Wilson advocates for a defensive skew in one’s portfolio, especially as rates continue to fall. He highlights a stock screen that focuses on quality and defensive names, selecting long ideas that are in the top 1,000 universe by market cap. These include companies like AbbVie, Northrop Grumman, and Public Service Enterprise Group, all of which have been identified as top quality and defensive stocks by Morgan Stanley analysts.
AbbVie, a pharmaceutical company, has caught the attention of Morgan Stanley for its growing drug pipeline and strong revenue growth. Despite a decline in sales of its once-popular Humira drug, AbbVie has been able to maintain above-average revenue and EPS growth.
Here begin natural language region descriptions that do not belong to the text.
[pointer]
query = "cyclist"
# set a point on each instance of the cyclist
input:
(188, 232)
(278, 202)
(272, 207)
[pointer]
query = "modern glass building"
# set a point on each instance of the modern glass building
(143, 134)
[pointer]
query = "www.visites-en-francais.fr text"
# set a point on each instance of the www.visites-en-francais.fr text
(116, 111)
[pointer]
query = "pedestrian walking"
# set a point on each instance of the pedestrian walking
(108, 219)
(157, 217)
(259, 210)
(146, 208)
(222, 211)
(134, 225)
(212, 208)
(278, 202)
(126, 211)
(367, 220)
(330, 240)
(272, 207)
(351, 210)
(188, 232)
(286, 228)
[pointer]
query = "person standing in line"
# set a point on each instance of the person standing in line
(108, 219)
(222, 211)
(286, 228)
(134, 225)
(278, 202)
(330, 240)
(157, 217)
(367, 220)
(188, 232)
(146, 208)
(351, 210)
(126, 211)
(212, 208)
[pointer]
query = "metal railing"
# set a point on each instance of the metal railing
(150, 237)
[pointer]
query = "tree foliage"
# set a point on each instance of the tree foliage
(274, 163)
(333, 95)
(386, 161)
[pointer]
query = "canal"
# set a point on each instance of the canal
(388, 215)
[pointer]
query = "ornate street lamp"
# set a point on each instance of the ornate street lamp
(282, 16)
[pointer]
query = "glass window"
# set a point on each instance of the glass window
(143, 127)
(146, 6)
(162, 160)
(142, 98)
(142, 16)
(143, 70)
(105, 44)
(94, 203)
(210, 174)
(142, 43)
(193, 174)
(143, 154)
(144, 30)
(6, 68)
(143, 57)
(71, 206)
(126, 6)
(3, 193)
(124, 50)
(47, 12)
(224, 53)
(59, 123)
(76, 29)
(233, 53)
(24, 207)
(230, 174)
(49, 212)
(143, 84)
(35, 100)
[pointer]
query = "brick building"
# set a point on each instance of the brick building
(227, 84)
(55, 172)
The firm believes that the biotech sector, including AbbVie, will see outperformance following the recent interest rate cut by the Federal Reserve.
Aerospace and defense company, Northrop Grumman, has been praised for its long-term visibility and stability. Analyst Kristine Liwag views the company as undervalued and has assigned it an overweight rating. With an attractive free cash flow growth profile and a resilient product portfolio tied to the U.S. nuclear triad, Northrop Grumman is poised for success in the current market landscape.
Among the few tech names favored by Morgan Stanley is Meta Platforms, formerly known as Facebook. Analyst Brian Nowak highlights the company’s micro-level innovation and growth drivers as key factors in its success. Despite potential risks due to market slowdowns, Meta is seen as well-positioned to navigate the macroeconomic landscape with its advancements in artificial intelligence.
In addition to AbbVie, Northrop Grumman, and Meta Platforms, Morgan Stanley’s list of defensive and quality favorites includes consumer discretionary giants like Walmart and Lowe’s. These companies have shown resilience and stability in the face of market fluctuations, making them attractive options for investors seeking quality stocks.
Morgan Stanley’s strategic focus on defensive quality stocks reflects a cautious yet optimistic outlook on the current market environment. By prioritizing growth and stability, the firm aims to guide investors towards success in an increasingly volatile stock market.